Canon Powershot G5 Review
The PowerShot G5 is an updated version of Canon's extremely popular Powershot G3 prosumer camera. The Powershot G5 shares many of the same features with the G3. But the G5 has a 5.0 megapixel imager. It has a large handgrip and the control layout was designed for easier access to key functions. The zoom lens is a 4x optical (35-140mm in 35mm equivalent) with a maximum aperture range of f/2.0-3.0, it's the widest zoom range and largest aperture of any Canon PowerShot model. Inside is a new proprietary dedicated signal processor called "DIGIC" that provides better image quality, increased processing speed and Movie clips up to 3-minutes at 320 x 240 resolution.
The actual operation of the G5 is quite robust, the power up to image capture time is just over four seconds. These timings are based on the camera set to single advance mode, Large (2592 x 1944) image size, SuperFine JPG quality, auto white balance, continuous AF on, flash off with a 1GB CF card. The shutter lag or time from depressing the shutter release to capturing your image is an impressive one second. This can be reduced to virtually instantaneous capture by using the half depressed shutter release method. By doing so, the camera has focused and done all its computing of exposure and white balance, only waiting on you - not you waiting on the camera. The shot to shot time is a little better than average at about two seconds.
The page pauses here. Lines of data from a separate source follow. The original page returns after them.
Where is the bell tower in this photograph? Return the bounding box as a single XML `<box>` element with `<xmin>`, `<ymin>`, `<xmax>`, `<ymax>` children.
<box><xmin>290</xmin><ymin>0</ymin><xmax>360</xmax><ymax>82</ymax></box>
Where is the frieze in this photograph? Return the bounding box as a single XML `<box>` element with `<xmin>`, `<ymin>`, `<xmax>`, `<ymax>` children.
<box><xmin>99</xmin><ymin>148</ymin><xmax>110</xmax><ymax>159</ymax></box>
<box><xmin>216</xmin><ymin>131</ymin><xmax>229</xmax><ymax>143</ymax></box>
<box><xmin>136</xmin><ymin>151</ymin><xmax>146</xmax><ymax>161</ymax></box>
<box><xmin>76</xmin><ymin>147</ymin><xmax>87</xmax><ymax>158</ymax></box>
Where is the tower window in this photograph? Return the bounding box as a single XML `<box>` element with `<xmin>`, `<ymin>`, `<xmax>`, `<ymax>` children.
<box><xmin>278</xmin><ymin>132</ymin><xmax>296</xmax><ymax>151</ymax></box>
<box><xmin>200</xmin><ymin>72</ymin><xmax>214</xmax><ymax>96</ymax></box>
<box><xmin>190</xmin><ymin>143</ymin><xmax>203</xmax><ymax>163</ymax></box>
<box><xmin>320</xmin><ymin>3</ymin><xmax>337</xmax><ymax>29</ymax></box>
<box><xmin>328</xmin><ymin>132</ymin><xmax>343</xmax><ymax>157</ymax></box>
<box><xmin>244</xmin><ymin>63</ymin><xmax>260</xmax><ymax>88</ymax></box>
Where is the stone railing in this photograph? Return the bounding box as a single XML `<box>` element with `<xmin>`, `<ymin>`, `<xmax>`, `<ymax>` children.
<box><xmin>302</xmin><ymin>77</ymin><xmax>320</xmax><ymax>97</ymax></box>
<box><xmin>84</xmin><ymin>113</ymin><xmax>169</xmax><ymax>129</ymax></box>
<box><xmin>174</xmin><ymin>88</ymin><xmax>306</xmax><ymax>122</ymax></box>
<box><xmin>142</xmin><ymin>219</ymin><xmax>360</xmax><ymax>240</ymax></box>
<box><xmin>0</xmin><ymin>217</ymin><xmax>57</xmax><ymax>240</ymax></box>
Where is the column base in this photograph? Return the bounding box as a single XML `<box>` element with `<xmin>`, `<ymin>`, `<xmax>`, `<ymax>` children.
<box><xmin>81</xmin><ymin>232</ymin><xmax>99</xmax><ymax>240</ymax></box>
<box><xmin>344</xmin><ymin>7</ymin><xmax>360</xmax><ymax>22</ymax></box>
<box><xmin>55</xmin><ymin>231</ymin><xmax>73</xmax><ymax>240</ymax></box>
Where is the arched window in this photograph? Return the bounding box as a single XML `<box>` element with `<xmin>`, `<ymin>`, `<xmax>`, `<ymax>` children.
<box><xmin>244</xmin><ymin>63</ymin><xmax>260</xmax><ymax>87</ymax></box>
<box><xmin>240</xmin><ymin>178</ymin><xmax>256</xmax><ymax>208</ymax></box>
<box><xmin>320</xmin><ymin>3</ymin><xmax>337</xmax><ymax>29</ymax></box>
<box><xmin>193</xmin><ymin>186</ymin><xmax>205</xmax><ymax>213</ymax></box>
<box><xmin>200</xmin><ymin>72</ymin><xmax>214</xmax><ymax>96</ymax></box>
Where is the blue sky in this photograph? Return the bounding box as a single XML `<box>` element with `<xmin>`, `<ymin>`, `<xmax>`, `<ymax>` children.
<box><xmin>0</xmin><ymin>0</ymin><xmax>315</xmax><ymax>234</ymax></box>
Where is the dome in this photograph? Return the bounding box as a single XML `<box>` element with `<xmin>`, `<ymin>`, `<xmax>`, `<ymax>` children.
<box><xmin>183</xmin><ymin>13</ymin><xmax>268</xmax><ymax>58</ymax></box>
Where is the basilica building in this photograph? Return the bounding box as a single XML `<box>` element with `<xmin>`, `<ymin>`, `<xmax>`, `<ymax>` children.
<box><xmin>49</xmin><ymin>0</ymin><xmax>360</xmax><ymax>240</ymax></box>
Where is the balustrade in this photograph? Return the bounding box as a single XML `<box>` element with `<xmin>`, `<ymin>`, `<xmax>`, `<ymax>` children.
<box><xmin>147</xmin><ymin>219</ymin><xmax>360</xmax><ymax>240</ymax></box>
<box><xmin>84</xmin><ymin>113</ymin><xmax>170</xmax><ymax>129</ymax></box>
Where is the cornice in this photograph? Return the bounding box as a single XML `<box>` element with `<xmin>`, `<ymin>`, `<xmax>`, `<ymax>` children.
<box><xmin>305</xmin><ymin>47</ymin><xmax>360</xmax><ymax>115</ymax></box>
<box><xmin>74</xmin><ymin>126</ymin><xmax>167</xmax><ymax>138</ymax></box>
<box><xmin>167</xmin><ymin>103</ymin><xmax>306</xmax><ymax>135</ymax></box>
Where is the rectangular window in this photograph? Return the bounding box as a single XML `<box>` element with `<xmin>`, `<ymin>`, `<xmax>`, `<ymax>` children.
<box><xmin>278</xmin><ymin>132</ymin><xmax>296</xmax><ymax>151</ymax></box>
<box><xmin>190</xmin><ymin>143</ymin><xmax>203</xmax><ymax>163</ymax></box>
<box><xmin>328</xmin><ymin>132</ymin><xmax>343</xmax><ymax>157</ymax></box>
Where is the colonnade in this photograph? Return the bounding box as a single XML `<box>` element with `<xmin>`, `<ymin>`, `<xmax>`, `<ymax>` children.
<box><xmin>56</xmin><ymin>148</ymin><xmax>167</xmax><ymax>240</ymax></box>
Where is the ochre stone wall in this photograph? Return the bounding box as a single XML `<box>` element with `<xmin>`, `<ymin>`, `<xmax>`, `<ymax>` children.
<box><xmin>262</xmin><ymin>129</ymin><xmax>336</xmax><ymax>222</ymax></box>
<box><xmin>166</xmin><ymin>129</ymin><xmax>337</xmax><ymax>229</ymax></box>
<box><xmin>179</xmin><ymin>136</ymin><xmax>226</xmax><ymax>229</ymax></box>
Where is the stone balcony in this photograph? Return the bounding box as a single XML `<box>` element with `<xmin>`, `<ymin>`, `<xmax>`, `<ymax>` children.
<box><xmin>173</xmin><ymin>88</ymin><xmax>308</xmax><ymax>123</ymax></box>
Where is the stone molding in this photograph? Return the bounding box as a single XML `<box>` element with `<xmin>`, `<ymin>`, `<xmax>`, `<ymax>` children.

I continued to shoot as fast as possible and was able to fire eight frames before the "busy" was displayed on the LCD while the contents of the buffer was being processed. I was able to shoot another frame in about one second and to process the entire buffer required about fifteen seconds. The G5 has two continuous modes with burst rates as fast as 2.5 frames per second at full image size. The standard continuous capture rate in Large/SuperFine mode (LCD off) can record six frames in less than five seconds. The G5 (like most digicams) is optimized for processing JPEG images so when in RAW mode the camera can capture two frames in under 4 seconds and then only taking eight seconds to process them and empty the buffer. The G5 has no TIFF mode but with a RAW mode and this new robust "DIGIC" image processor there's really no need for TIFF. The average user will rarely if ever run into a full buffer that will delay shooting and if so, a couple of seconds isn't long to wait.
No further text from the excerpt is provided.